IF there’s one good thing that should come out of our earthshaking ECQ, it would have to be a well thought-out, meticulously executed “Balik Probinsiya” as proposed by Sen. Bong Go. It’s an idea whose time had come and then gone, in a puff of smoke. Balik Probinsiya was first conceived in the mid‘60s, ask urban planner Jun Palafox, who has the road map to prove it. Since then, it has been simmering, whimpering for half a century to gain the attention it craved, waiting to be born and see the light of day.
Though five decades late, the timing seems to be right (or righter) this time. Being quiet and still at home, isolated from the din of work and traffic, the company of boisterous friends sharing joyous occasions and away from the deafening noise of politics has given us space and room to think and be thoughtful. Back to the fresh air and green fields of home, a refreshing idea except for its lack of urgency then, without the political will and money to fund it. How to move people back to the probinsiya that they had recently escaped in order to find their boulevard of broken dreams in the big city?

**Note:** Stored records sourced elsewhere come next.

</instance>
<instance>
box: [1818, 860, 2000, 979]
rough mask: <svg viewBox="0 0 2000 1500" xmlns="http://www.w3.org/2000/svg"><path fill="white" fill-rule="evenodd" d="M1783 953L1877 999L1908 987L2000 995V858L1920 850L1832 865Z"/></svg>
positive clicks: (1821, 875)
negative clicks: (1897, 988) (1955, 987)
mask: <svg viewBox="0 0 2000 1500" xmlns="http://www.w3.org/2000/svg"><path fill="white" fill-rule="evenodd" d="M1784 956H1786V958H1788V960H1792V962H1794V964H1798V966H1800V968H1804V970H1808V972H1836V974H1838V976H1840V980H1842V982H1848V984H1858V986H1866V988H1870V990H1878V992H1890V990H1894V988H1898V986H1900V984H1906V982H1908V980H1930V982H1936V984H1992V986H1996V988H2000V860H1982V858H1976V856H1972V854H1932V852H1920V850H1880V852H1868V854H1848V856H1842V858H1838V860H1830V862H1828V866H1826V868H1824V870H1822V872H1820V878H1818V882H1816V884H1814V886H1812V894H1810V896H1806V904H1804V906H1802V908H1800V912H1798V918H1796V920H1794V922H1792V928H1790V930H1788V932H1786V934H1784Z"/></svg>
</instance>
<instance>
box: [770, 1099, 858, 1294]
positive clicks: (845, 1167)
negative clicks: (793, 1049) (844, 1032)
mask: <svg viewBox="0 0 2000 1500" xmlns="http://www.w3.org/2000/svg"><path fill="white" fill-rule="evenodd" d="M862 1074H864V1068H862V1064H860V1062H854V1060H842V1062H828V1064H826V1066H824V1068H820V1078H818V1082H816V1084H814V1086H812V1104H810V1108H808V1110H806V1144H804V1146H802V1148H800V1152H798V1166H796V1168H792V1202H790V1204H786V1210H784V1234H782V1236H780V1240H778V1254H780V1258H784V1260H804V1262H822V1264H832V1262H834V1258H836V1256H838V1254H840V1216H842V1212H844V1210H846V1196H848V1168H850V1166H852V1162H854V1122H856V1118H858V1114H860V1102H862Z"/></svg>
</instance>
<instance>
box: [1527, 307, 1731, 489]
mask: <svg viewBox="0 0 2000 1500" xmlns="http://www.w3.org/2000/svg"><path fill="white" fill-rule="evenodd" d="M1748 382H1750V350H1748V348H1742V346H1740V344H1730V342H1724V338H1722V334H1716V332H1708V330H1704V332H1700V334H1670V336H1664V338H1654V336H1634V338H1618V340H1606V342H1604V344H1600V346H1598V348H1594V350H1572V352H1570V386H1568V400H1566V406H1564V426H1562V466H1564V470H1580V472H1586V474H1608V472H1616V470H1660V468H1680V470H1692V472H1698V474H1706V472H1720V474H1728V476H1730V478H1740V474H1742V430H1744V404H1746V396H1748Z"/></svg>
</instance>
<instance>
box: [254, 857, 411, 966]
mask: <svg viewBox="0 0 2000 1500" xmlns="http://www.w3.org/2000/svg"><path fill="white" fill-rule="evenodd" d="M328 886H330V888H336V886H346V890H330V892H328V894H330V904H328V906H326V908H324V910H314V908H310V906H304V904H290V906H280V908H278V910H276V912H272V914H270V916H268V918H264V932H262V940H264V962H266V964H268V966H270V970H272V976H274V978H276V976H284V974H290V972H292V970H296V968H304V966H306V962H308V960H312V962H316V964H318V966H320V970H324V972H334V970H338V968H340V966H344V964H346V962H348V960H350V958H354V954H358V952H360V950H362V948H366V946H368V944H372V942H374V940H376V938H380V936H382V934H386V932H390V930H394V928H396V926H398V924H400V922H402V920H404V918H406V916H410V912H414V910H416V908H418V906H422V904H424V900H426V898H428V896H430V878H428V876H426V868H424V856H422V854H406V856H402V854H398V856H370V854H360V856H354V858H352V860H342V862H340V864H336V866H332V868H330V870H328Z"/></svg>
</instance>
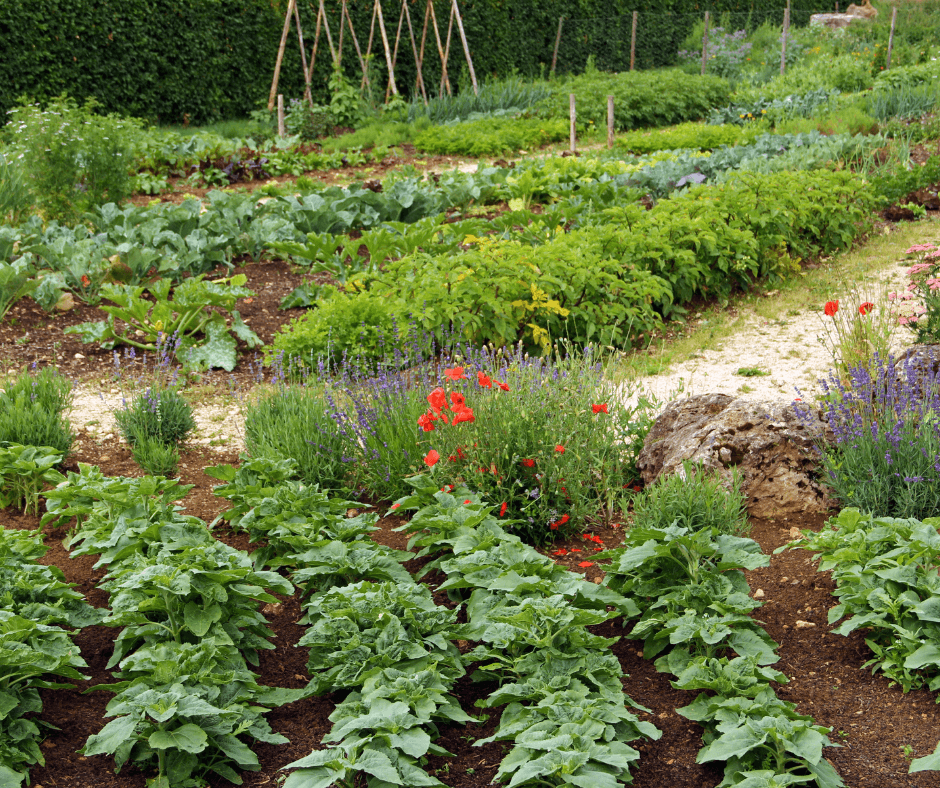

The coronavirus pandemic has opened our eyes to the cruelties of a shrinking world and an unhealthfully overcrowded Metro Manila, each and every one wondering when’s the next climate change, the next vile virus. As if, in our very own NCR, poverty, pollution, lack of water and work opportunities, neglected children, domestic violence, syndicated crime and corruption, were not already the stuff of catastrophes, the bane of an urban existence crying for help, help! Look at the long queues of the deprived and destitute punishing themselves under the sun for a few pieces of cash, at the nursing mothers and their babies waiting for a measly parcel of food and milk, see the beggars with nowhere to be quarantined for lack of a hole to call home.
If Marcos could not convince probinsiyanos to return to where the view was greener and daily life less torturous, can the senator’s bill, even with President Duterte’s blessings, gain traction? Private developers of townships are leading the way. Go, Bong, the ball is in your court.